The challenge for Ivanir as Daniel is to play such an unappealing character. He begins as a hermit obsessed to the point of making his own violin bows from horsehair he sources from ranches in upstate New York. As a violinist he is technically expert, if dry and cerebral. “What are you afraid of?” Robert says to him, “Unleash your passion!” Daniel does so by having an affair with Robert’s daughter, whom he has known since she was a young girl.

It is a fascinating role that emphasises the film’s concern with the link between scholarship and the body - or, to put it another way, the relationship between art and life. Life is the thing from which art comes: bloody, incoherent, embarrassing, arbitrary and cruel. Art is an idealised vision of life, with the power to bestow order on chaos. Other plays and novels have explored this, but I’m hard put to think of one that does it with so little appearance of effort. By that I mean the argument of A Late Quartet is so firmly welded to the narrative that the development of one cannot help but precipitate that of the other. The central relationships, spanning decades, have been at the service of music, and are played out in the snowbound pantheons of New York City: the Frick, the Metropolitan Museum, Central Park. This means the discussion of art and life is always in view, even when it does not seem to be.

And then there is Beethoven’s String Quartet No. 14 in C sharp minor, opus 131, which provides a metaphor for a reading of the film, and is what the quartet will play at Peter’s final appearance with them. As he explains, it has seven connected movements that must be played attacca (without pause) while the musicians’ instruments inevitably fall out of tune, “each in their own quite different way”. The characters also lose harmony, and the film puts them to the test of tracing their way back to it. Beethoven provides them not only with a motive for doing so, but with the means.

Its ambitions justify the view that A Late Quartet is more than high-class soap; those who describe it as such have missed the point. At least it isn’t fantasy, the default of many contemporary films. I know little about string quartets, but this is a credible account in part because it is based on reality. The Guarneri Quartet came close to splitting when its leader, David Soyer, wanted to retire; they survived only a few years after his replacement by his protégé Peter Wiley. Zilberman has pointed also to the experiences of the Quartetto Italiano and Emerson String Quartet as narrative sources.

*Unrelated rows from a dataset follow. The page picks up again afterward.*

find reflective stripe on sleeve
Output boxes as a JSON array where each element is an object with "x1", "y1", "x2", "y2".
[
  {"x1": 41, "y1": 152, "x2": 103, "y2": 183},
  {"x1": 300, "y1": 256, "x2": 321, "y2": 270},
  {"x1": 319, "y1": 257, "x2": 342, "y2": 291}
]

Zilberman is a gifted director who has made only one previous film - a documentary called Watermarks (2004), about a successful women’s swimming team in pre-war Austria scattered by the German takeover of the country in 1938. It is unusual for someone to come out of nowhere to make a film with a cast so distinguished, to such a high standard. Even at a purely visual level, it intrigues: although shot in New York, this is not a prettified version of the city because the drama takes place in the depths of winter, when everything seems strangely quiet and shut down. Its predominant colourings - earth tones, mainly - are appropriately muted. If I have one criticism, it is that A Late Quartet is rather theatrical, yet even that seems an unjust charge given that I would rather watch a cast of this calibre put to the treadmill than squandered on material they can do in their sleep.

When released in the US, A Late Quartet generated a measly $1.5 million - a tiny fraction of the $1.5 billion made by The Avengers (a film I hope never to see). That may be explained by the fact that A Late Quartet contains no special effects, criminal kingpins, drug abuse or physical violence; instead, it offers thoughtful, character-driven drama that remains with you long after it has been viewed. It is one of the most entertaining films you are likely to see this year.